Often referred to as the Italian godfather of automotive design, Sergio Pininfarina has died at his home in Turin, aged 85.
Sergio Farina was born in Turin on 8th September 1926, where his father Battista “Pinin” Farina would establish his famous Italian coachbuilding business as the Carrozzeria Pinin Farina.
It wasn’t until 1961 after Sergio had been promoted to managing director of the company that the family name was officially changed (by the Italian Government) from Farina to Pininfarina.
Years earlier, after graduating with a degree in Mechanical Engineering from the Turin Polytechnic Sergio joined his father in the business and was immediately handed the Ferrari account that he had just signed.

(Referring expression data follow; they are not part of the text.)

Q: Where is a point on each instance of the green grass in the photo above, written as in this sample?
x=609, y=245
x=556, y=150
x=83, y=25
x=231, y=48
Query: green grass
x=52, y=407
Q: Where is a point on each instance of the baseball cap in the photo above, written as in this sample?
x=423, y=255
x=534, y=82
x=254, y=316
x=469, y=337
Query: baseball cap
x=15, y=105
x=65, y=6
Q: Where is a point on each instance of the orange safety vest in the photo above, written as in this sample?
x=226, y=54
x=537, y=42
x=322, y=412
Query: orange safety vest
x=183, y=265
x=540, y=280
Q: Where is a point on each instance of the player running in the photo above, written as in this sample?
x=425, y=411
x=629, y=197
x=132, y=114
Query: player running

Although Pininfarina would go on to form successful relationships with other car makers including Peugeot (406 Coupe), Alfa Romeo (Alfa Romeo Giulietta Spider), Fiat (Fiat 124 Sport Spider), Bentley (Bentley Azure), Maserati Maserati Quattroporte), and even Cadillac (Cadillac Allante), it was his work with Ferrari that he will be most remembered for.
Sergio established a long-lasting relationship with Enzo Ferrari, who he himself persuaded to embrace a mid-engine configuration for a new line of Ferrari road cars resulting in the 1965 Ferrari Dino Berlinette Speciale, which was released in 1967.
Other more famous Ferraris by Pininfarina would follow, such as the Ferrari Testarossa (1984), Ferrari F40 (1987), Ferrari 288 GTO (1988), and the spectacular Enzo in 2002.
Sergio Pininfarina also had a close with Luca di Montezemolo, Chairman of Ferrari, who said on the passing of Pininfarina: “An exceptional person who connected his name indissolubly with our history and our success. Sergio was one of the most important advocates of Made in Italy all over the world, a man, who gave Italy credibility and splendour.
“An example not just of an entrepreneur, but also for his civic duties, he spread with great passion for his country. He demonstrated it as President of Confindustria, Member of Parliament and Senator for life. Calling his relationship with Ferrari as legendary is insufficient. First with Enzo and then with me, he designed some of the most iconic models, such as the Testarossa, or the Enzo, just to name two.
“I wish to remind you of the work we’ve done together for the Maserati Quattroporte, which remains as one of the most beautiful cars ever built. He was a great advocate of Italian design, thanks to his sense of elegance. He was part of Ferrari’s board of administration for many years and I will always be profoundly connected to him, so much that I wanted to dedicate a model to him and his son Andrea: the SA Aperta.”
In 2006, Sergio Pininfarina stepped down as chairman of the company to be succeeded by his son Andrea, who was tragically killed while riding his motor scooter in Turin, in 2008.
Sergio Pininfarina is survived by his wife, Georgia, and by his sons Lorenzo and Paolo.